# Too late to paper train?



## Ellie NY (Aug 27, 2010)

As I mentioned in previous posts, Eli is having some stomach problems. We've taught him to potty exclusively outside. When his stomach acts up and he has diahrrea, and I'm working and not paying attention, he's got nowhere safe to go. He's left little "gifts" on (or nearby) the mat in front of the the sliding glass doors leading outside to a faux turf covered porch that he uses to potty on when it's raining or miserable outside. I've removed the rug and put down potty pads but he missed leaving a disgusting mess nearby. 

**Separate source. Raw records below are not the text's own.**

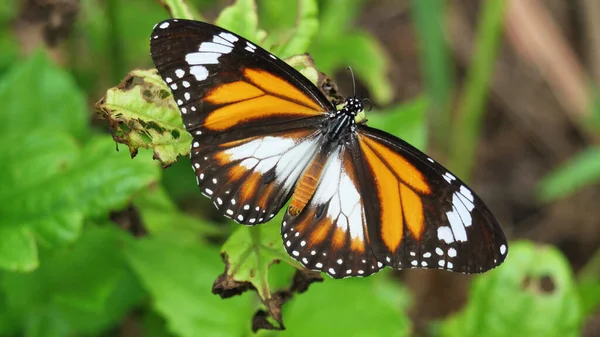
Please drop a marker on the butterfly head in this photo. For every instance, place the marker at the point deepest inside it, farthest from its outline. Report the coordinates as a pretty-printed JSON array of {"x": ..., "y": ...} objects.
[{"x": 353, "y": 106}]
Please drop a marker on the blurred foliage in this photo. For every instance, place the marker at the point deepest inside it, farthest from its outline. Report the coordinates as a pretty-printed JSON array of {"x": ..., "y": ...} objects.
[{"x": 72, "y": 208}]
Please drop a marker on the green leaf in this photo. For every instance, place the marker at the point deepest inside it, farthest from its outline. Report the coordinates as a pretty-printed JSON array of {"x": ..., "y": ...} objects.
[
  {"x": 37, "y": 95},
  {"x": 180, "y": 277},
  {"x": 52, "y": 184},
  {"x": 471, "y": 107},
  {"x": 532, "y": 294},
  {"x": 242, "y": 19},
  {"x": 589, "y": 284},
  {"x": 429, "y": 24},
  {"x": 349, "y": 307},
  {"x": 362, "y": 52},
  {"x": 249, "y": 253},
  {"x": 306, "y": 28},
  {"x": 406, "y": 121},
  {"x": 18, "y": 250},
  {"x": 337, "y": 47},
  {"x": 83, "y": 289},
  {"x": 582, "y": 170},
  {"x": 181, "y": 9},
  {"x": 161, "y": 217},
  {"x": 143, "y": 114}
]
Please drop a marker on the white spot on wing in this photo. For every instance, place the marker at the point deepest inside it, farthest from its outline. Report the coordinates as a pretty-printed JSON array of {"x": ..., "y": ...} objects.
[
  {"x": 445, "y": 234},
  {"x": 220, "y": 40},
  {"x": 200, "y": 72},
  {"x": 212, "y": 47},
  {"x": 452, "y": 252},
  {"x": 458, "y": 229},
  {"x": 229, "y": 37}
]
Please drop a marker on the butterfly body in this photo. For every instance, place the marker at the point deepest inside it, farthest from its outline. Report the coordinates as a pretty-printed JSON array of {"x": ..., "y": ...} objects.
[{"x": 361, "y": 199}]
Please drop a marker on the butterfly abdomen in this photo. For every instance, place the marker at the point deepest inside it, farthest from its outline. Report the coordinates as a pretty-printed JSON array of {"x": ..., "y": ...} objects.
[{"x": 307, "y": 185}]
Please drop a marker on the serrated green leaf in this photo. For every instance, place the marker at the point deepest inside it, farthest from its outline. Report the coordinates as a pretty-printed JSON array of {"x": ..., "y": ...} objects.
[
  {"x": 362, "y": 52},
  {"x": 242, "y": 19},
  {"x": 334, "y": 22},
  {"x": 250, "y": 251},
  {"x": 307, "y": 26},
  {"x": 532, "y": 294},
  {"x": 18, "y": 250},
  {"x": 35, "y": 94},
  {"x": 82, "y": 289},
  {"x": 143, "y": 114},
  {"x": 50, "y": 194},
  {"x": 180, "y": 277},
  {"x": 407, "y": 121},
  {"x": 161, "y": 217},
  {"x": 181, "y": 9},
  {"x": 361, "y": 307},
  {"x": 580, "y": 171}
]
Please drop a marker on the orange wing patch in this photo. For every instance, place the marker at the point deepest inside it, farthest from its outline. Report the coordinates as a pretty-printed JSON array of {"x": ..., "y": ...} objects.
[
  {"x": 260, "y": 107},
  {"x": 398, "y": 184},
  {"x": 404, "y": 170},
  {"x": 413, "y": 211},
  {"x": 233, "y": 92},
  {"x": 278, "y": 86},
  {"x": 389, "y": 197},
  {"x": 258, "y": 96}
]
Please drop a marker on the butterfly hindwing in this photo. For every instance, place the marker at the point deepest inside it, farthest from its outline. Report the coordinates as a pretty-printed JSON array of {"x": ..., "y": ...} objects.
[
  {"x": 361, "y": 199},
  {"x": 423, "y": 216},
  {"x": 330, "y": 233}
]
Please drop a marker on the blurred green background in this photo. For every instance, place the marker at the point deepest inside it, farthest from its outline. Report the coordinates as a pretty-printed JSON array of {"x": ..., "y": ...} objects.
[{"x": 95, "y": 243}]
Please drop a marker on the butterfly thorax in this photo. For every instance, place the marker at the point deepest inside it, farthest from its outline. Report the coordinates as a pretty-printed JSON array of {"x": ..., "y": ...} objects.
[{"x": 342, "y": 122}]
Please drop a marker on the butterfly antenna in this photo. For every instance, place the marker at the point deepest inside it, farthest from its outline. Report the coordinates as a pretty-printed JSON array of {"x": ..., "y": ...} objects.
[
  {"x": 370, "y": 103},
  {"x": 353, "y": 82}
]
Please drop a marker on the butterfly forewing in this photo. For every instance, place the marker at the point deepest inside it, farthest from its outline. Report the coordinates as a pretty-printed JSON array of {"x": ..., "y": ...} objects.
[
  {"x": 252, "y": 117},
  {"x": 425, "y": 217},
  {"x": 223, "y": 83},
  {"x": 249, "y": 180},
  {"x": 361, "y": 199}
]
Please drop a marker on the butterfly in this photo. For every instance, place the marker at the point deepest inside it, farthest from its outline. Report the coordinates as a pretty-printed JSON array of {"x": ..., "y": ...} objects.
[{"x": 361, "y": 199}]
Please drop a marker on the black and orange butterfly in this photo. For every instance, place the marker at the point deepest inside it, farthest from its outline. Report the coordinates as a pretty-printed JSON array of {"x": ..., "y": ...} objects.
[{"x": 361, "y": 199}]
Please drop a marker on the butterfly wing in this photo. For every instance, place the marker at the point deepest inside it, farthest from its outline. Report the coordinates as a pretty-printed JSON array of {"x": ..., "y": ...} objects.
[
  {"x": 423, "y": 216},
  {"x": 381, "y": 202},
  {"x": 330, "y": 234},
  {"x": 252, "y": 116}
]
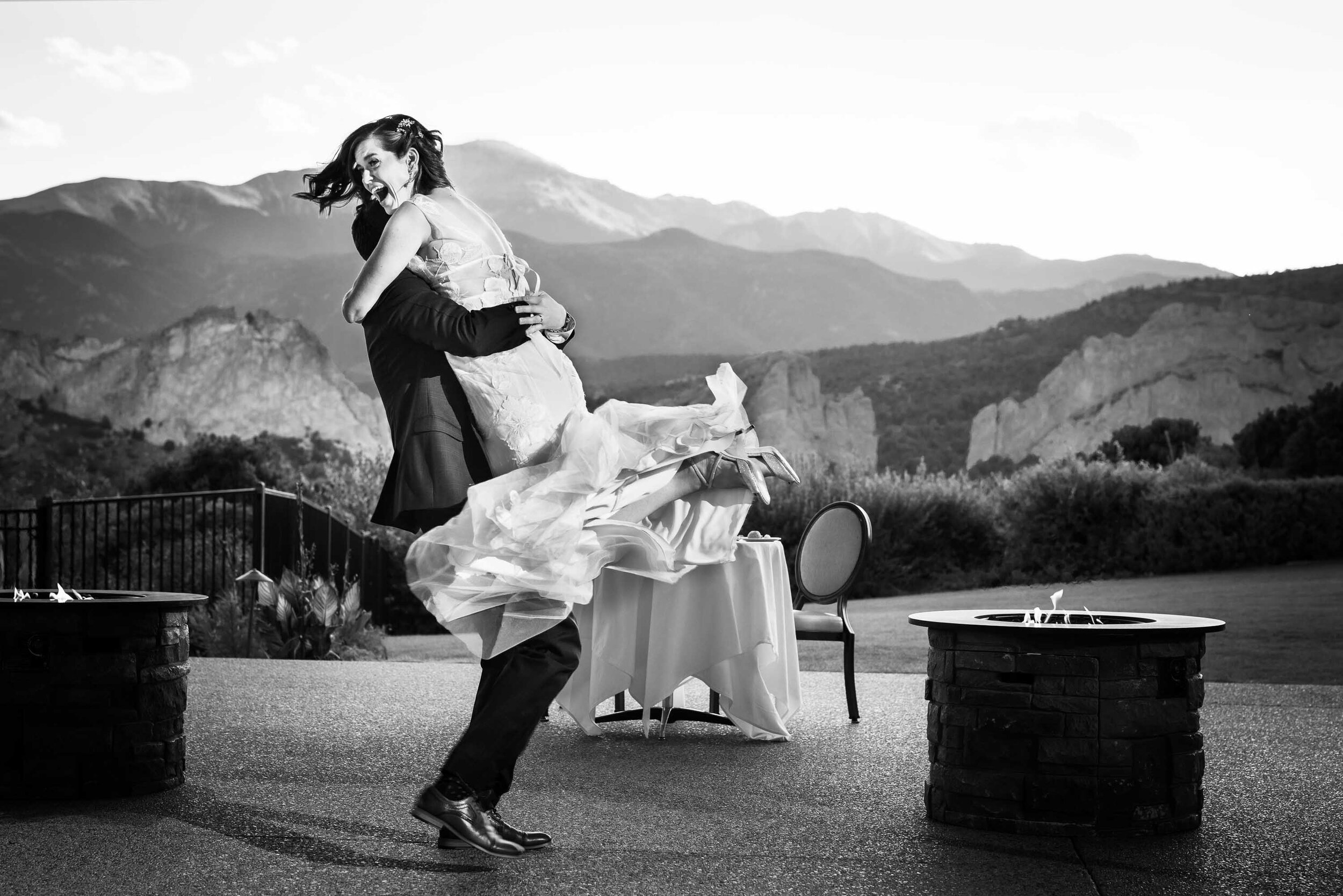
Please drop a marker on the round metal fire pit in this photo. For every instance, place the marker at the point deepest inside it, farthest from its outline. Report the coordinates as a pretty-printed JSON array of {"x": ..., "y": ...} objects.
[
  {"x": 1087, "y": 726},
  {"x": 92, "y": 693}
]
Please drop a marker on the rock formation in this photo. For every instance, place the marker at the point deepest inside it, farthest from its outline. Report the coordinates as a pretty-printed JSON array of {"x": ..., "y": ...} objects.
[
  {"x": 1218, "y": 367},
  {"x": 790, "y": 411},
  {"x": 214, "y": 372}
]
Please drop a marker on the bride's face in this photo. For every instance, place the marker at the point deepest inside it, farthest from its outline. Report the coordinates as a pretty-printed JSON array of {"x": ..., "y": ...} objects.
[{"x": 385, "y": 176}]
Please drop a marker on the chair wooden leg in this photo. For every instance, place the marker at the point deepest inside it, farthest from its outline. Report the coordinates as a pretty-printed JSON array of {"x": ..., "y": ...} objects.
[{"x": 850, "y": 690}]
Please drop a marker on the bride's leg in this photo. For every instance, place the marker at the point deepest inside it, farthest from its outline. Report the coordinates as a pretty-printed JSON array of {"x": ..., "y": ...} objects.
[{"x": 692, "y": 478}]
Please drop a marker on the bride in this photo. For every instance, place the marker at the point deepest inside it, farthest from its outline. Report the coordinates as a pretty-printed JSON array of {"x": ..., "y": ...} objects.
[{"x": 653, "y": 491}]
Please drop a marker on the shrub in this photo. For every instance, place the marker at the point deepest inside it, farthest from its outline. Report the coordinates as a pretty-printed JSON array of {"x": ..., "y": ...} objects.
[
  {"x": 1071, "y": 519},
  {"x": 1065, "y": 521},
  {"x": 928, "y": 530},
  {"x": 307, "y": 620},
  {"x": 219, "y": 629}
]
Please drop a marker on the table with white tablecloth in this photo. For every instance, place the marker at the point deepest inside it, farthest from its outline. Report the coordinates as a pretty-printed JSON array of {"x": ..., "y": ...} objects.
[{"x": 728, "y": 625}]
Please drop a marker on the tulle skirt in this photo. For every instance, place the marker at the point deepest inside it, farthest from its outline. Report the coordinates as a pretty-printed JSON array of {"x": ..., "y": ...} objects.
[{"x": 528, "y": 545}]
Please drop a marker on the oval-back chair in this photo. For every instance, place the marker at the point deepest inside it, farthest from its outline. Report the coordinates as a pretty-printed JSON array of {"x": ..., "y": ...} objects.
[{"x": 831, "y": 555}]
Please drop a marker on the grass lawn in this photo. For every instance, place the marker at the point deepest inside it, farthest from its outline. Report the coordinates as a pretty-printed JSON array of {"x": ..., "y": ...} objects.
[{"x": 1284, "y": 625}]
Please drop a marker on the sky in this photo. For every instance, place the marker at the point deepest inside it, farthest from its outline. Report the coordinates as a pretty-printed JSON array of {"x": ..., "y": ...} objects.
[{"x": 1205, "y": 132}]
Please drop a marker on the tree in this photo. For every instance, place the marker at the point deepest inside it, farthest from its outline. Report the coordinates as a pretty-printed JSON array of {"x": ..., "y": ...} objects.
[
  {"x": 1161, "y": 442},
  {"x": 1302, "y": 441}
]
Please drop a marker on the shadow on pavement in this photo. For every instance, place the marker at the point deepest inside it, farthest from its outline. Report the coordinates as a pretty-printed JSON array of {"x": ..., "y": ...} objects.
[{"x": 270, "y": 829}]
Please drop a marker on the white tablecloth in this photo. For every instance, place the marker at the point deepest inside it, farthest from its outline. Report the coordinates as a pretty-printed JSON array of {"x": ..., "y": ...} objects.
[{"x": 728, "y": 625}]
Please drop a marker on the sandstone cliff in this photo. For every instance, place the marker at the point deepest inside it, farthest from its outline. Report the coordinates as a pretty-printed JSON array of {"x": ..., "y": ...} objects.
[
  {"x": 214, "y": 372},
  {"x": 789, "y": 410},
  {"x": 1220, "y": 367}
]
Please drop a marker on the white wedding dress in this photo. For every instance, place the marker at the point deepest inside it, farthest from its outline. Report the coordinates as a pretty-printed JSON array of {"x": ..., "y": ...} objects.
[{"x": 531, "y": 540}]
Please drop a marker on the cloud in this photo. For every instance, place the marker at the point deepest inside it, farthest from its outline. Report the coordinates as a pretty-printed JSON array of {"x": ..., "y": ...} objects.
[
  {"x": 144, "y": 70},
  {"x": 343, "y": 92},
  {"x": 254, "y": 53},
  {"x": 1081, "y": 129},
  {"x": 284, "y": 117},
  {"x": 17, "y": 131}
]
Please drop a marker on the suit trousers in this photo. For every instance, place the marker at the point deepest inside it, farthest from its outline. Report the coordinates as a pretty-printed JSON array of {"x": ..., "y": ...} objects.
[{"x": 516, "y": 690}]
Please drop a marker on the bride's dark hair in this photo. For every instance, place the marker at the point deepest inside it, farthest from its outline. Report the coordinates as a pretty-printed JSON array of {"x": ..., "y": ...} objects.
[{"x": 336, "y": 184}]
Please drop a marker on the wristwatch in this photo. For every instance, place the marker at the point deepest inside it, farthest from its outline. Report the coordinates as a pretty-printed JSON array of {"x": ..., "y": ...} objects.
[{"x": 562, "y": 335}]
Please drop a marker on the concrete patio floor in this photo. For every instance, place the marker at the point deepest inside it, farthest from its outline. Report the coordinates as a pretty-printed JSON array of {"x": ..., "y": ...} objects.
[{"x": 300, "y": 777}]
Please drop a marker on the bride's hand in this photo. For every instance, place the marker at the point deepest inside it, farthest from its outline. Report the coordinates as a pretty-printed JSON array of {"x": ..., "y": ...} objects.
[{"x": 541, "y": 312}]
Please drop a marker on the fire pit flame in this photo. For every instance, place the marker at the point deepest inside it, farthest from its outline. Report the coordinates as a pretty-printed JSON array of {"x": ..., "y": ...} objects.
[{"x": 1037, "y": 617}]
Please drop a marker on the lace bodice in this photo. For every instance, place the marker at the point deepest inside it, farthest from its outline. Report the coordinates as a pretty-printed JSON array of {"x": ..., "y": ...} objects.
[
  {"x": 520, "y": 396},
  {"x": 468, "y": 257}
]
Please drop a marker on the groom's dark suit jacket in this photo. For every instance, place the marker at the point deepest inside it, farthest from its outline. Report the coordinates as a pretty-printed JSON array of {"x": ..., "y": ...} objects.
[{"x": 437, "y": 451}]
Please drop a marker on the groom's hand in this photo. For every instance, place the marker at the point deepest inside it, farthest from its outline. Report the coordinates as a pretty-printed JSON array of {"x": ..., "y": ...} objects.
[{"x": 541, "y": 312}]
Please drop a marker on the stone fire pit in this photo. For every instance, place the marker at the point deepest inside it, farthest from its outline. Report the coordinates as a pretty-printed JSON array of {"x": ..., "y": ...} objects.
[
  {"x": 1055, "y": 728},
  {"x": 92, "y": 693}
]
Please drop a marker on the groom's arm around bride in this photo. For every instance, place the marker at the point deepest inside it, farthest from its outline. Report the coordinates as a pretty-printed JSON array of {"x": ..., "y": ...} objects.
[{"x": 437, "y": 453}]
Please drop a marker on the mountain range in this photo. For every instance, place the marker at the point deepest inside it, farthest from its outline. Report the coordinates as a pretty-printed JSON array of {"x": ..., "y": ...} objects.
[
  {"x": 670, "y": 274},
  {"x": 926, "y": 395}
]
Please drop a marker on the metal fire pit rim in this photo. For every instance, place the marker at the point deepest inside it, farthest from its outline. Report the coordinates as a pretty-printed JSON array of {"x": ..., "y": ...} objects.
[
  {"x": 967, "y": 620},
  {"x": 127, "y": 598}
]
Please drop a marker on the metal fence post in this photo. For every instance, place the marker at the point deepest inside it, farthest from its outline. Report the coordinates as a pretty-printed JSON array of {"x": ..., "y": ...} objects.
[
  {"x": 46, "y": 543},
  {"x": 259, "y": 530}
]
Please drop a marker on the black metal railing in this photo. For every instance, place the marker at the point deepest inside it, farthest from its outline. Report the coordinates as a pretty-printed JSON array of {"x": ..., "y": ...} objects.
[{"x": 194, "y": 542}]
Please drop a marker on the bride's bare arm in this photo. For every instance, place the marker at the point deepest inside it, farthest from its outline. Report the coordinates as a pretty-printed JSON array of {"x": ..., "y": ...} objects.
[{"x": 405, "y": 234}]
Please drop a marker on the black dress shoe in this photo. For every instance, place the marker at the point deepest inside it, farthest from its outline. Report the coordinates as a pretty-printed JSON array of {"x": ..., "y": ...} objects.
[
  {"x": 524, "y": 839},
  {"x": 466, "y": 821}
]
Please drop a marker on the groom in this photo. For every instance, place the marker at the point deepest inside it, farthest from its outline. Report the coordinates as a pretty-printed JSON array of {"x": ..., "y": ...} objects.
[{"x": 437, "y": 454}]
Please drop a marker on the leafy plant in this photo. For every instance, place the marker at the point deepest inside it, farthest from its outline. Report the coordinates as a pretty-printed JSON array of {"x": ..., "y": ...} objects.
[{"x": 305, "y": 618}]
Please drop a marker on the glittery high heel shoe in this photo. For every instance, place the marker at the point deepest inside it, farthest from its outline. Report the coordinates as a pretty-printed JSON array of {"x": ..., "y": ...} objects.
[{"x": 748, "y": 469}]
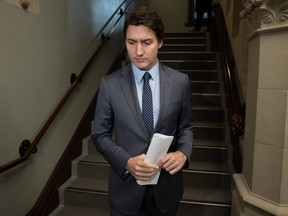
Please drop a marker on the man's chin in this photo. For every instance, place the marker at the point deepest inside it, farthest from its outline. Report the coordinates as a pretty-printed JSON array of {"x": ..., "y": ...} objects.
[{"x": 142, "y": 67}]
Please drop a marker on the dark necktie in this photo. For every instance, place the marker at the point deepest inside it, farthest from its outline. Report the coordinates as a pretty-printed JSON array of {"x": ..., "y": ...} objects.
[{"x": 147, "y": 104}]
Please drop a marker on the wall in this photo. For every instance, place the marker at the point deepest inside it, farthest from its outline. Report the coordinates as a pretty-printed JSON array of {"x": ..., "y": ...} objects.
[
  {"x": 38, "y": 53},
  {"x": 174, "y": 14}
]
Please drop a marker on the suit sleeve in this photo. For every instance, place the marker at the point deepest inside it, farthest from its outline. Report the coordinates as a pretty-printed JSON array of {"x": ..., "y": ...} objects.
[
  {"x": 185, "y": 124},
  {"x": 102, "y": 135}
]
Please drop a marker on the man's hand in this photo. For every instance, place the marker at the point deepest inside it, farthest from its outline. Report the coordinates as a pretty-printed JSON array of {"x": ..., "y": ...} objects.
[
  {"x": 173, "y": 162},
  {"x": 140, "y": 169}
]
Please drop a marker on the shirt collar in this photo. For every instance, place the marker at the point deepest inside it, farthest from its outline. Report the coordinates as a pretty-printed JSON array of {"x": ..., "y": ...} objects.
[{"x": 138, "y": 74}]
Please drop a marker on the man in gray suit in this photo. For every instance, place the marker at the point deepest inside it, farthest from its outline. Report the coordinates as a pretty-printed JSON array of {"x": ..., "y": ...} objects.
[{"x": 119, "y": 112}]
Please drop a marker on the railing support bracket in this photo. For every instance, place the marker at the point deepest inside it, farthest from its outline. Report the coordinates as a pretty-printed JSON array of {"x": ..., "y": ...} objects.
[{"x": 25, "y": 144}]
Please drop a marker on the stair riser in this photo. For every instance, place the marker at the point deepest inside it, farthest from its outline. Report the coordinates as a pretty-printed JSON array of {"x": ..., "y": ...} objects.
[
  {"x": 93, "y": 171},
  {"x": 88, "y": 200},
  {"x": 203, "y": 210},
  {"x": 198, "y": 48},
  {"x": 185, "y": 34},
  {"x": 186, "y": 56},
  {"x": 208, "y": 115},
  {"x": 206, "y": 180},
  {"x": 202, "y": 75},
  {"x": 206, "y": 100},
  {"x": 192, "y": 40},
  {"x": 209, "y": 133},
  {"x": 205, "y": 87},
  {"x": 188, "y": 65},
  {"x": 209, "y": 155}
]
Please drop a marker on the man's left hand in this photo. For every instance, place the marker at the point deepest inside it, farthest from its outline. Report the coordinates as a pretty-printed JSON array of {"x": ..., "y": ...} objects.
[{"x": 173, "y": 162}]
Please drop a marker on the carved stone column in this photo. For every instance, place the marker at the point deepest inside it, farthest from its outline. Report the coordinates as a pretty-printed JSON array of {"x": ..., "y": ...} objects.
[
  {"x": 264, "y": 13},
  {"x": 262, "y": 188}
]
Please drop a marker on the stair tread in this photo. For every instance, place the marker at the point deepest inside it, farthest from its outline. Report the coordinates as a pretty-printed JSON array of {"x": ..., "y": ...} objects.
[
  {"x": 89, "y": 184},
  {"x": 207, "y": 108},
  {"x": 207, "y": 195},
  {"x": 209, "y": 143},
  {"x": 200, "y": 166},
  {"x": 208, "y": 124},
  {"x": 94, "y": 158},
  {"x": 80, "y": 211}
]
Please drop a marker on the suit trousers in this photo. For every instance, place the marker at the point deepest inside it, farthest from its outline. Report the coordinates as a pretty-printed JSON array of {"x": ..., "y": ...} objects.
[{"x": 149, "y": 207}]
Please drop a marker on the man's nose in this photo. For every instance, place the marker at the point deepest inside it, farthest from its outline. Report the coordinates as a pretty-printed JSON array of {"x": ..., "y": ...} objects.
[{"x": 139, "y": 50}]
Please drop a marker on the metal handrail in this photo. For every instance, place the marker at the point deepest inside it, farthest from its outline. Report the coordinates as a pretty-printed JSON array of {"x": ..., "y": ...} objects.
[{"x": 32, "y": 147}]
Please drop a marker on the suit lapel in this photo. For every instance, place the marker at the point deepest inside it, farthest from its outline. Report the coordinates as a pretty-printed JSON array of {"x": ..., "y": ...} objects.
[
  {"x": 129, "y": 89},
  {"x": 166, "y": 84}
]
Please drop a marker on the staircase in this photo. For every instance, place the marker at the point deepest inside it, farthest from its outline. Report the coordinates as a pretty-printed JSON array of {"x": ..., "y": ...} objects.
[{"x": 207, "y": 181}]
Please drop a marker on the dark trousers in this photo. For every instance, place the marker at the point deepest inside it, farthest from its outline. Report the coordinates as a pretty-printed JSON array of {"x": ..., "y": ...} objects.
[{"x": 149, "y": 207}]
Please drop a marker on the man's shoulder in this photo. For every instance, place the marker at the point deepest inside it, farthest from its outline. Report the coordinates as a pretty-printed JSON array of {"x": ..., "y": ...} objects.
[
  {"x": 119, "y": 72},
  {"x": 172, "y": 71}
]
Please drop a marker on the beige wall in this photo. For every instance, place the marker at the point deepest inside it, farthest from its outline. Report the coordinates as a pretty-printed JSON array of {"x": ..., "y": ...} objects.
[
  {"x": 174, "y": 13},
  {"x": 38, "y": 53}
]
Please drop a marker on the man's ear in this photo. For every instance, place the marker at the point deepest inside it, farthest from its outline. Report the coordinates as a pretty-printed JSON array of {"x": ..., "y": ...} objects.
[{"x": 160, "y": 44}]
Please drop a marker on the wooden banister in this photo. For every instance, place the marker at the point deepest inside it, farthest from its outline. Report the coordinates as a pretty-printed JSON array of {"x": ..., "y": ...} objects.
[
  {"x": 25, "y": 156},
  {"x": 236, "y": 113},
  {"x": 235, "y": 109}
]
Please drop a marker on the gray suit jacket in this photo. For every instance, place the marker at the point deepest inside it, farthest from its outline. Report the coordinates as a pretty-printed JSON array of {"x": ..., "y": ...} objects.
[{"x": 118, "y": 112}]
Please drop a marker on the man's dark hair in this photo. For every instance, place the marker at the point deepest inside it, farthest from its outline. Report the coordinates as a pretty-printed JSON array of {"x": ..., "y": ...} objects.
[{"x": 147, "y": 17}]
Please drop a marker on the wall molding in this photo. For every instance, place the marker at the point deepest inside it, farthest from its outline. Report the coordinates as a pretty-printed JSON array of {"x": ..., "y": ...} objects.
[
  {"x": 27, "y": 5},
  {"x": 252, "y": 204}
]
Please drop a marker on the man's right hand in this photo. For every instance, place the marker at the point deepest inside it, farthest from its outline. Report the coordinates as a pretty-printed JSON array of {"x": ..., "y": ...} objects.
[{"x": 140, "y": 169}]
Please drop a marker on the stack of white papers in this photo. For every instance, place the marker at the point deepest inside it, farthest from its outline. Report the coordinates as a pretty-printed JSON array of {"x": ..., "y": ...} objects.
[{"x": 157, "y": 150}]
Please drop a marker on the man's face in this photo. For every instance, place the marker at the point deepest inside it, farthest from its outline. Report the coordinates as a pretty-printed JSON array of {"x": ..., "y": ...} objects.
[{"x": 142, "y": 46}]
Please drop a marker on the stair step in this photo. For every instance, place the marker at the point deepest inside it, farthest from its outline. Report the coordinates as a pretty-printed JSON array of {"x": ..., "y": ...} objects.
[
  {"x": 200, "y": 166},
  {"x": 207, "y": 195},
  {"x": 184, "y": 40},
  {"x": 208, "y": 114},
  {"x": 205, "y": 99},
  {"x": 203, "y": 209},
  {"x": 87, "y": 192},
  {"x": 215, "y": 155},
  {"x": 186, "y": 55},
  {"x": 184, "y": 47},
  {"x": 191, "y": 64},
  {"x": 185, "y": 34},
  {"x": 201, "y": 75},
  {"x": 205, "y": 86},
  {"x": 210, "y": 131},
  {"x": 80, "y": 211}
]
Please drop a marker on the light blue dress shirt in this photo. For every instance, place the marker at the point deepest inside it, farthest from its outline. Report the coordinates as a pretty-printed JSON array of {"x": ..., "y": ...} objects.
[{"x": 154, "y": 83}]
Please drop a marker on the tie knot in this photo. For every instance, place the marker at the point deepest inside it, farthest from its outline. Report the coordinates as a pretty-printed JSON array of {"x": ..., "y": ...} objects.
[{"x": 146, "y": 76}]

I've now realized the limitation of strictly teaching him to potty exclusively outside. Is too late to teach him to potty inside? Any suggestions for how? He's a year old so no longer crated and has free reign of the downstairs and staircase leading upstairs. Our bedroom and bathroom doors upstairs remain closed during the day but we have an open concept layout downstairs with no way to close off rooms.

Thanks for any guidance!


----------



## krandall (Jun 11, 2009)

Ellie NY said:


> As I mentioned in previous posts, Eli is having some stomach problems. We've taught him to potty exclusively outside. When his stomach acts up and he has diahrrea, and I'm working and not paying attention, he's got nowhere safe to go. He's left little "gifts" on (or nearby) the mat in front of the the sliding glass doors leading outside to a faux turf covered porch that he uses to potty on when it's raining or miserable outside. I've removed the rug and put down potty pads but he missed leaving a disgusting mess nearby.
> 
> I've now realized the limitation of strictly teaching him to potty exclusively outside. Is too late to teach him to potty inside? Any suggestions for how? He's a year old so no longer crated and has free reign of the downstairs and staircase leading upstairs. Our bedroom and bathroom doors upstairs remain closed during the day but we have an open concept layout downstairs with no way to close off rooms.
> 
> Thanks for any guidance!


If he's used to using fake grass on the porch, have you considered a fake grass system for indoors? I wouldn't recommend it for every day use, as I found it impossible to really get the smell out of them. But for emergency purposes, it might just work for you.


----------